The most prominent model of bilingual visual word recognition, BIA+ (Van Kesteren et al., 2012; Dijkstra & van Heuven, 2002) incorporates effects of language-unique sublexical units onto language attribution (Casaponsa et al., 2014; Vaid & Frenck-Mestre, 2002). In its current form, however, the model does not take effects of continuous sublexical L1 and L2 statistics into account, nor does it predict effects of orthographic neighborhood size on language attribution. To incorporate our findings, the model would need to be implemented with language-specific statistical information at the sublexical level, as well as mutual connections of orthographic neighbors and language identity representations (e.g., as in representational network in Shook & Marian, 2013; see also Oganian et al., 2015, for a more detailed discussion of this matter).

Changes in brain activation with similarity to L1 and L2 in occipital lobes and parieto-temporal regions provide several novel insights regarding the brain organization of L1 and L2 and the representation of sublexical and lexical statistics of both languages. First, they suggest that sublexical orthographic and phonological processing is tuned to L1 statistics even in a language-ambiguous context.

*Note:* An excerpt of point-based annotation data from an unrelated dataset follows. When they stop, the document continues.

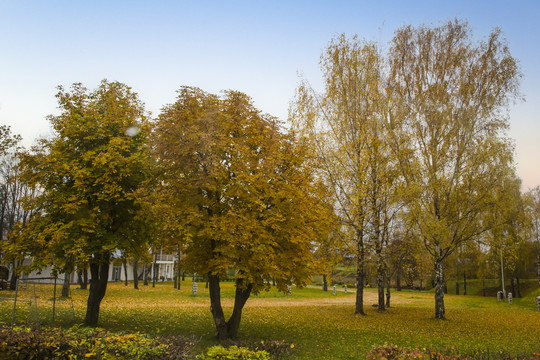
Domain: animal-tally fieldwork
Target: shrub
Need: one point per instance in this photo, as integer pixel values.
(89, 343)
(392, 352)
(233, 353)
(276, 349)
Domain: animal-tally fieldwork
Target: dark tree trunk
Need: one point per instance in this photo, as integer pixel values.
(241, 296)
(227, 329)
(124, 264)
(360, 253)
(85, 279)
(99, 272)
(215, 307)
(135, 275)
(388, 291)
(439, 289)
(178, 269)
(14, 277)
(65, 286)
(155, 266)
(512, 286)
(145, 275)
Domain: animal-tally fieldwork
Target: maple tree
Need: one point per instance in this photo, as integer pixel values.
(90, 172)
(241, 188)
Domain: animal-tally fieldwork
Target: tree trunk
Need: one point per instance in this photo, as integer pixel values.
(99, 272)
(240, 298)
(145, 274)
(135, 275)
(124, 264)
(360, 253)
(14, 277)
(388, 291)
(65, 286)
(439, 289)
(380, 285)
(513, 286)
(155, 272)
(215, 307)
(178, 269)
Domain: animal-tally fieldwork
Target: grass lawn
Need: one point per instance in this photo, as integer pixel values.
(320, 325)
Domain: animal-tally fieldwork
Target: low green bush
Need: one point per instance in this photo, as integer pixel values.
(88, 343)
(233, 353)
(392, 352)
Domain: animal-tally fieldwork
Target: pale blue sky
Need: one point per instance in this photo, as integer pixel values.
(257, 47)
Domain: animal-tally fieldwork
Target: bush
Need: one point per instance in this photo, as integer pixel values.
(392, 352)
(276, 349)
(233, 353)
(89, 343)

Second, activation patterns in the AG provide direct support for language nonselective lexical search. Finally, our neuroimaging results yielded no differences between trials with different responses, indicating that, despite the sublexical L1-bias, the same network was activated for all PWs independent of participants' language decisions. Crucially, however, multivariate analyses revealed that distributed activation patterns throughout the reading network did reflect language decisions, in particular in regions along the ventral visual stream implicated in sublexical processing. Information on language attribution was also encoded in brain regions associated with decision-making (right PC and precuneus).

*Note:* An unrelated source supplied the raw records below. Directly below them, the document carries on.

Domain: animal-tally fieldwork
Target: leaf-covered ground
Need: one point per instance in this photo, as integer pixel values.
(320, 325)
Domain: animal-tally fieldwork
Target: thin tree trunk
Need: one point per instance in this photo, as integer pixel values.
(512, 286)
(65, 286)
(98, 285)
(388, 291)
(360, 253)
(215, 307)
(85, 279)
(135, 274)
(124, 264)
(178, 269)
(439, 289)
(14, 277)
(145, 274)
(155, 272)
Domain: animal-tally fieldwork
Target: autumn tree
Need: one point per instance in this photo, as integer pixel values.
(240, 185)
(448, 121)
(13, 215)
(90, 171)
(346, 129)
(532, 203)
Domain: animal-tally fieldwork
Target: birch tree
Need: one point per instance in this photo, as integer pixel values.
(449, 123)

The tuning of bilateral vOT to L1 sublexical statistics in our study extends previous monolingual studies (Vinckier et al., 2007; Binder et al., 2006) to a language-ambiguous context. Although previous studies found greater recruitment of right vOT for reading in L2 (Leonard et al., 2011; Leonard, Brown, & Travis, 2010; Perfetti et al., 2007), we found no evidence for neural encoding of L2 sublexical statistics in this (or other) region(s). As L2 sublexical statistics affected RTs, it is unlikely that sublexical processing was exclusively determined by L1 statistics. Rather, the lack of distinct neural correlates for L2 bigram frequencies might be due to a spatially more distributed representation of this variable in bilinguals alongside with considerable interindividual differences in L2 functional localization (Dehaene et al., 1997), in particular as our participants were late L1-dominant bilinguals.

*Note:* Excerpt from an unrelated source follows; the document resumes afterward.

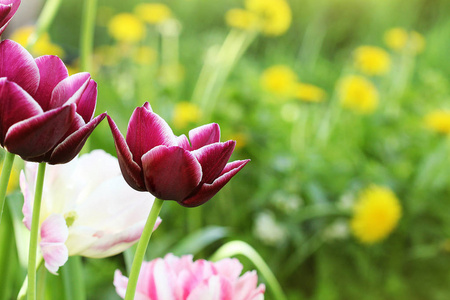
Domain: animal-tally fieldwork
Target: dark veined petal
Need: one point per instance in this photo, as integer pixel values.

When lexical similarity was not diagnostic for language attribution (e.g., for the PW tald, which has many orthographic neighbors in both languages), activation in the AG was increased and RTs were longer, implying more challenging attribution and a more demanding mapping effort. This result extends previous studies in L1 (Binder et al., 2003) to a concurrent manipulation of lexical neighborhoods in L1 and L2, providing a direct demonstration of the sensitivity of bilateral AG to lexical organization of both languages and neuronal evidence for bilinguals' nonselective activation of both languages. Moreover, we found the same activation patterns in left and right AG, providing novel evidence for bilateral AG involvement in reading (Carreiras et al., 2009), different from the traditional view implicating solely the left AG in reading processes (for a review, see, e.g., Carreiras et al., 2014).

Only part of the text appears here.